Reagents is iOS Organic Chemistry reference app that I co-developed with James Ashenhurst. It makes heavy use of ChemDraw CDX files to display structures and reaction schemes.
These structures and reactions schemes are automatically pre-rendered through AppleScript automation of the ChemDraw application. Although this works, it's far from optimal. For example, Reagents runs on iPad 3 (retina) displays. To prevent pixellation, our horizontal resolution measures in the thousands of pixels. The large size of the resulting images means more storage space and longer download times. But the biggest problem lies in the fact that every time we make changes to these ChemDraw files, we must regenerate the corresponding raster image.
It would be so much better to dynamically render these ChemDraw files inside an iOS UI element such as UIWebView.
We'd also like to do interesting things with the ChemDraw files themselves. I won't spill the beans here, but suffice it to say that if we're successful you'll be seeing one or more new iOS apps that repurpose the Reagents content in some interesting ways.
Yet another use case for a pure JavaScript CDX reader and display component would be in interfacing the system clipboard with a paste target in a Web page. ChemWriter currently supports this capability on Windows, but there's much more we could do.
Larger Vision
JavaScript has established a strong foothold in every area of modern computing: tablets; mobile; web browser; and server. But at the same time, there is no full-featured cheminformatics platform, commercial or otherwise, for building chemistry software in JavaScript.

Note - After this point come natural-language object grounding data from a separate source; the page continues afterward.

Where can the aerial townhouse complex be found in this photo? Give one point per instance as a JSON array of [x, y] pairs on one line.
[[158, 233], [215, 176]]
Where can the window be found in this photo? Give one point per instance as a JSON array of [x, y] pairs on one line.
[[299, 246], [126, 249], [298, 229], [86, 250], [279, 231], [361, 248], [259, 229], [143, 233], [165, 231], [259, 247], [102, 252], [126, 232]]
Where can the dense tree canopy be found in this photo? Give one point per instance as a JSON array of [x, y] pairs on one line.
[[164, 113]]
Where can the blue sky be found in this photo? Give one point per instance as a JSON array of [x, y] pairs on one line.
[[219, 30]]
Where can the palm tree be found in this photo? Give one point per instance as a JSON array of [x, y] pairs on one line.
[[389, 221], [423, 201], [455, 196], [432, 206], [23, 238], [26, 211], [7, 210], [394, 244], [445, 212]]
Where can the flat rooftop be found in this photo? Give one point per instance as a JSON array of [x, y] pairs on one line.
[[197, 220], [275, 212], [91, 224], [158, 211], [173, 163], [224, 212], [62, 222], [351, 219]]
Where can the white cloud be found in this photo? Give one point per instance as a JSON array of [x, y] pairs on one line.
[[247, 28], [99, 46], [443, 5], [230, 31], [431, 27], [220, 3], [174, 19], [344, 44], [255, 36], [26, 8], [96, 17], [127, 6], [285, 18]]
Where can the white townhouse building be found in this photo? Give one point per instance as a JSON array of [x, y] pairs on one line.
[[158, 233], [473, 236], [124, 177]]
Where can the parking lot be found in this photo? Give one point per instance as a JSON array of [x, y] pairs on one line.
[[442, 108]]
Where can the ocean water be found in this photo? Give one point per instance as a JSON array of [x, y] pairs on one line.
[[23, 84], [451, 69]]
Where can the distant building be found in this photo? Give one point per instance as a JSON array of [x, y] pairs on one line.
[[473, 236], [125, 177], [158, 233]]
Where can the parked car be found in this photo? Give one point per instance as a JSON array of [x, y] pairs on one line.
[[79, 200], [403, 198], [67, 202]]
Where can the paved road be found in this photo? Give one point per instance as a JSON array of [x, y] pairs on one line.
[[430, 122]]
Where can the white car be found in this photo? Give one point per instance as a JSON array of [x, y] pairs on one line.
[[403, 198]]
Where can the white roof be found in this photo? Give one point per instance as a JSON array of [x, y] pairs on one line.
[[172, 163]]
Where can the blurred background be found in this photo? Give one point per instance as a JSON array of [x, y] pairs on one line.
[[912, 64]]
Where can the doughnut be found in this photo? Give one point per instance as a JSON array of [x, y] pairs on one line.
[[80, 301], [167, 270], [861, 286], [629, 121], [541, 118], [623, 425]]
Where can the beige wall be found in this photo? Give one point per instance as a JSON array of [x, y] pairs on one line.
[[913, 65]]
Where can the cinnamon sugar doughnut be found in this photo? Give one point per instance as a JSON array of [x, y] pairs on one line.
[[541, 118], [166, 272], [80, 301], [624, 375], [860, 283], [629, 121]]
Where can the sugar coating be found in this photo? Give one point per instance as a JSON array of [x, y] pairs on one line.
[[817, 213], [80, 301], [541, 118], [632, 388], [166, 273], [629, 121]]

We have many of the components for such a platform, but they're spread over different products and applications. Having been developed over the course of a couple of years, the code itself show signs of needing a refresher. A unified, well-designed JavaScript platform centralizing core cheminformatics functionality would be a valuable asset in the continued development of useful tools and applications.
Given the centrality of the CDX file format in chemistry, we're starting there first.